Re: [PATCHv4 7/7] builtin/describe.c: describe a blob

2017-11-16 Thread Junio C Hamano
Junio C Hamano  writes:

> Stefan Beller  writes:
>
>> grep "fatal: test-blob-1 is neither a commit nor blob" actual
>
> OK, that might be somewhat unsatisfying from end-user's point of
> view (logically "test-blob-1" is already a name based on the 'graph
> relations' that is satisfactory).

... but that is correct and I think we need any further updates to
address it.  If a user starts with a tag object, the user already
has one usable human-readable name.  By "unsatisfying", I didn't
mean that it is something we need to spend more cycles.

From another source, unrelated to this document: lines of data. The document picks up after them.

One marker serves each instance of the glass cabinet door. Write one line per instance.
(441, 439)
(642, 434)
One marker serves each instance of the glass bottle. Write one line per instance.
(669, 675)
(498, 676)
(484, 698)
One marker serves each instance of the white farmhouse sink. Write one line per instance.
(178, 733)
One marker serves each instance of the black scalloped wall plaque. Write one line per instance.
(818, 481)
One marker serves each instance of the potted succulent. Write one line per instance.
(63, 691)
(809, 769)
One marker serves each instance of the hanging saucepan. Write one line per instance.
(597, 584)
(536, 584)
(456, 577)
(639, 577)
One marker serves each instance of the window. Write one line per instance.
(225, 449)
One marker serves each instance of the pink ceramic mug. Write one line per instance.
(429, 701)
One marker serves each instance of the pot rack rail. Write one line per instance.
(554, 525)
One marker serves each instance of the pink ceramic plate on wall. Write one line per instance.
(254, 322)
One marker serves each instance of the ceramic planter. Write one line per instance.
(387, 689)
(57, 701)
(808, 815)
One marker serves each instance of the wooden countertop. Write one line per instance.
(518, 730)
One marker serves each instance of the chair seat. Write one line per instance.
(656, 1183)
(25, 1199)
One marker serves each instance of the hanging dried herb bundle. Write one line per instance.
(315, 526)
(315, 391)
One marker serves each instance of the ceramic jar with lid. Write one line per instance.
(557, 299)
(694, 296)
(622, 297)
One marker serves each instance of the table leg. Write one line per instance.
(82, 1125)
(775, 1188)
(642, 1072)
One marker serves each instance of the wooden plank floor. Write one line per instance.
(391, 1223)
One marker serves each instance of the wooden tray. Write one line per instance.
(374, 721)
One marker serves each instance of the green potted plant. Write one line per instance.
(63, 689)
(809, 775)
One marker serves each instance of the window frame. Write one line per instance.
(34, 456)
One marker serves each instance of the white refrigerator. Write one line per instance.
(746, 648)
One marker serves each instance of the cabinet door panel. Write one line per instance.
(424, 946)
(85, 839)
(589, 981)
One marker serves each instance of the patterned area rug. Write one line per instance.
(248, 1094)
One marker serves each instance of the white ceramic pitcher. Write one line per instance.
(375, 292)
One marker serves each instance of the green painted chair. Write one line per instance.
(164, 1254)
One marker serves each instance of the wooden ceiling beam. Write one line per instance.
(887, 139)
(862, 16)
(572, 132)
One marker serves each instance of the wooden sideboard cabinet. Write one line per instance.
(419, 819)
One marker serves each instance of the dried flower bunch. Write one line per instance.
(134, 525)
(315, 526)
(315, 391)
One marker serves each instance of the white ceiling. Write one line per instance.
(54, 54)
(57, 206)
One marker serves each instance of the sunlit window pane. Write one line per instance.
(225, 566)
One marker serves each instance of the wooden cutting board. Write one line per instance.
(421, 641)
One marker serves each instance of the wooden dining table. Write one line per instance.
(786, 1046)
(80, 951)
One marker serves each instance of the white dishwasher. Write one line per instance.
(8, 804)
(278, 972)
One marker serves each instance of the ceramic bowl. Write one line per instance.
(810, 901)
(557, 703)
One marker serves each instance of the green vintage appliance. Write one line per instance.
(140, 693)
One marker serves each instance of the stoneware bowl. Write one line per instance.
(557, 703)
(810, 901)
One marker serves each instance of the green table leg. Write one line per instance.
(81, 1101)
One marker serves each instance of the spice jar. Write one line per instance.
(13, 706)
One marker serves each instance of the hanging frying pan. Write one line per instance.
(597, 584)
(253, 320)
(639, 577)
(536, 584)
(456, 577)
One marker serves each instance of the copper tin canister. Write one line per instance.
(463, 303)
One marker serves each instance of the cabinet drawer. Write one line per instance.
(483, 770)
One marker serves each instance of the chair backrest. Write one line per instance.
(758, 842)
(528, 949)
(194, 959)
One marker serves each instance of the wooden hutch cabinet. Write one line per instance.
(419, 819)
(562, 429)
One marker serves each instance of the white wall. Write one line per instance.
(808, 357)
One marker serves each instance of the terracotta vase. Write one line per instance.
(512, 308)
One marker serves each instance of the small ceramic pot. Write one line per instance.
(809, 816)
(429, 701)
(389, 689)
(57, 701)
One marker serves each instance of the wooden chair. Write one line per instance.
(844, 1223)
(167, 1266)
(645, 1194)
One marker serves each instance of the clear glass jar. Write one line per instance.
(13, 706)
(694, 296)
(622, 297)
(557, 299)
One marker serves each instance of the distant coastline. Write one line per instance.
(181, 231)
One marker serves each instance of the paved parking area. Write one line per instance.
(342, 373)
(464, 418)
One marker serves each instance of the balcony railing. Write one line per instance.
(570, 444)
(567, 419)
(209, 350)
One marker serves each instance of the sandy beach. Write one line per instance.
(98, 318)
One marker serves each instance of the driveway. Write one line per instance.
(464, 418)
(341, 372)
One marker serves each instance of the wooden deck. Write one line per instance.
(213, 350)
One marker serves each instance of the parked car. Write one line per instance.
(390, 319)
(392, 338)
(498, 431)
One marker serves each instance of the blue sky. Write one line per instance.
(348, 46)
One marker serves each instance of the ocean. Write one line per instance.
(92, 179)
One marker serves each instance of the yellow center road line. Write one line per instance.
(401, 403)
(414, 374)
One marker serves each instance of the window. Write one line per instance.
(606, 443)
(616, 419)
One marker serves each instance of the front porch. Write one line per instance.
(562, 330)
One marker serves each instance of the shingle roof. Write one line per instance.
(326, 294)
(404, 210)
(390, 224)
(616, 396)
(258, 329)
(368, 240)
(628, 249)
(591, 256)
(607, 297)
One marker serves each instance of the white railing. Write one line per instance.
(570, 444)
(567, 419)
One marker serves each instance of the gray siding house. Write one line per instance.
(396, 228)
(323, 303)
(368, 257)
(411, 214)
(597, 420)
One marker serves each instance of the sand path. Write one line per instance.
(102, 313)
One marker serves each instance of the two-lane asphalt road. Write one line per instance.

Re: [PATCHv4 7/7] builtin/describe.c: describe a blob

2017-11-15 Thread Junio C Hamano
Stefan Beller  writes:

> grep "fatal: test-blob-1 is neither a commit nor blob" actual

OK, that might be somewhat unsatisfying from end-user's point of
view (logically "test-blob-1" is already a name based on the 'graph
relations' that is satisfactory).

[side note] should that grep become test_i18ngrep?

If this machinery is to find an object that is *bad* (in the sense
in one of your earlier messages), I suspect it may be quite easy to
use the new mechanism added by the series to also locate a tree
object and report "that tree appears in this commit at this path"
and it would be equally useful as the feature to find a blob.

Thanks.



Re: [PATCHv4 7/7] builtin/describe.c: describe a blob

2017-11-15 Thread Stefan Beller
>
> Give an object a human readable name based on an available ref
>
> or something like that?

will use

> Or a sentence in BUGS section.

will add.

> A case (or two) I find more interesting is to see how the code
> behaves against these:
>
> git tag -a -m "annotated blob" a-blob HEAD:Makefile
> git tag -a -m "annotated tree" a-tree HEAD:t
> git describe a-blob a-tree

Glad I added a test for exactly this (well only the a-blob case,
but a-tree will be the same):

test_expect_success 'describe tag object' '
 git tag test-blob-1 -a -m msg unique-file:file &&
test_must_fail git describe test-blob-1 2>actual &&
grep "fatal: test-blob-1 is neither a commit nor blob" actual
 '


Re: [PATCHv4 7/7] builtin/describe.c: describe a blob

2017-11-15 Thread Stefan Beller
On Tue, Nov 14, 2017 at 5:52 PM, Jonathan Tan  wrote:
> On Tue, 14 Nov 2017 16:30:43 -0800
> Stefan Beller  wrote:
>
>> The walking is performed in reverse order to show the introduction of a
>> blob rather than its last occurrence.
>
> The code as implemented here does not do this - it instead shows the last
> occurrence.

fixed to show the first occurrence.

>
>>  NAME
>>  
>> -git-describe - Describe a commit using the most recent tag reachable from it
>> +git-describe - Describe a commit or blob using the graph relations
>
> I would write "Describe a commit or blob using a tag reachable from it".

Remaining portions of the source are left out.